Take two wasn’t much better. I managed to hold onto my bow and get into position for him to hook the harness around me. Every time the spider legs bounced against me, it took every ounce of discipline I had not to curl up in a ball.

Even after I transferred onto the silks, I remained stiff and wary. There was no playfulness, no seduction between us, and what came out of my violin was noise, not music.


The cable guys lowered Mateo, and I slid down my silk.

The director met us on stage. “What is the name of your scene?”

I sighed. “The Spider and the Fly.”

“And you’ve known this the entire time?”

“Of course.”

“Look at him.”

Even the quickest flick of a glance made my breath catch. And not in a fun way.

“There’s no time to find another aerial violinist.” He checked his phone. “You have two hours to get back the chemistry that was steaming things up this morning.”

Mateo spoke up. “I have an idea, but I’d have to wear the costume outside. If she can get used to it—”

I snorted. That wasn’t possible. It was too big, too hairy, too—

“Come out with me.” Mateo pushed up his mask and I focused on his beautiful face. “We’ll hit a deli, get picnic stuff and—”

“Draw way too much attention. It’ll never—”

“Not so fast,” the director said. “Just the spider costume. Go to Starlight. Wait twenty minutes so I can get some media types to happen by and we can create some buzz for the show.”

“Very funny,” I said, as deadpan as I could. “Buzz. For the fly.”

But the director was already on his phone. He mouthed, “Go change.”


What was my problem?
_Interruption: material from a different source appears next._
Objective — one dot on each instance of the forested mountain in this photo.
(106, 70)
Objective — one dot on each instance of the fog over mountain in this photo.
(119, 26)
I’d performed in dozens of countries crazy with giant, hairy spiders. I didn’t have a problem with them. But expand them to man-sized…. I shuddered.

The spider was waiting for me in the lobby. I mean, Mateo. Mateo was waiting for me.

“Can’t you keep your mask up?” My most pitiful voice worked and soon I could see his mischievous smile. “You look way too pleased with yourself.”

Instead of answering, he headed for the doors. “Will you help me get through? Francesca threatened my manhood if any of the legs get crushed.”

Even after I opened both doors wide and put down the stoppers, I still had to guide the top two legs through. Which meant I had to touch them. The hair felt like a hipster beard: springy and surprisingly soft. The bottom two legs dragged on the ground, so Mateo slipped his arms out of the second pair of appendages and held up the bottom ones, swinging them like a lady in a hoop skirt.

I smiled. But still, I stayed well wide of the outer reaches of the costume.

“Did you read Harry Potter?” he asked.

“Of course.”

“You remember Lupin—”

“Remembering Lupin makes me teary.”

“There’s the scene with the boggart, where they have to make it seem silly in order to defeat it.”

“Riddikulus.” I put the emphasis properly on the ku. “That’s what this is about?”

He whistled a tuneless tune. Like someone trying to hide something. I waited.

“I may have been wanting to ask you out,” he said.

Heat spread upwards from my chest, but I didn’t look at him; I didn’t want the costume to ruin my bliss. “Here’s the Starlight.”

We stood on the sidewalk, staring into the deli. There was no way he could fit in there. I looked at our reflection. The spider didn’t look terrifying in the window. Not quite silly, but it was an improvement.

I took his order and went in. When I reached the front of the line, there was heavy banging: Mateo was spread eagled against the window. The counter guys looked up and screamed like little girls. I managed to hide my laughter until I finished ordering. The media was there when I got out, so we talked with them and posed for photos with our sandwiches.

Mateo held out his hand and I took it. Suppleness returned to my wrists and to my fingers at his touch.

We might as well have floated back to the theatre and into the deserted orchestra pit.

When he put his arms around me, the spider legs brushed me, so I extended my arms to hold them away. He tightened his right arm around my lower back and held me tightly to him, just like in our opening move, except now we were kissing. Delicious.

“You two ready?” The director peered into the pit.

We jumped apart like naughty teenagers.

Mateo looked down. “Give me a minute.”

That was one snug leotard. I grinned. “The spider appears to have nine legs.”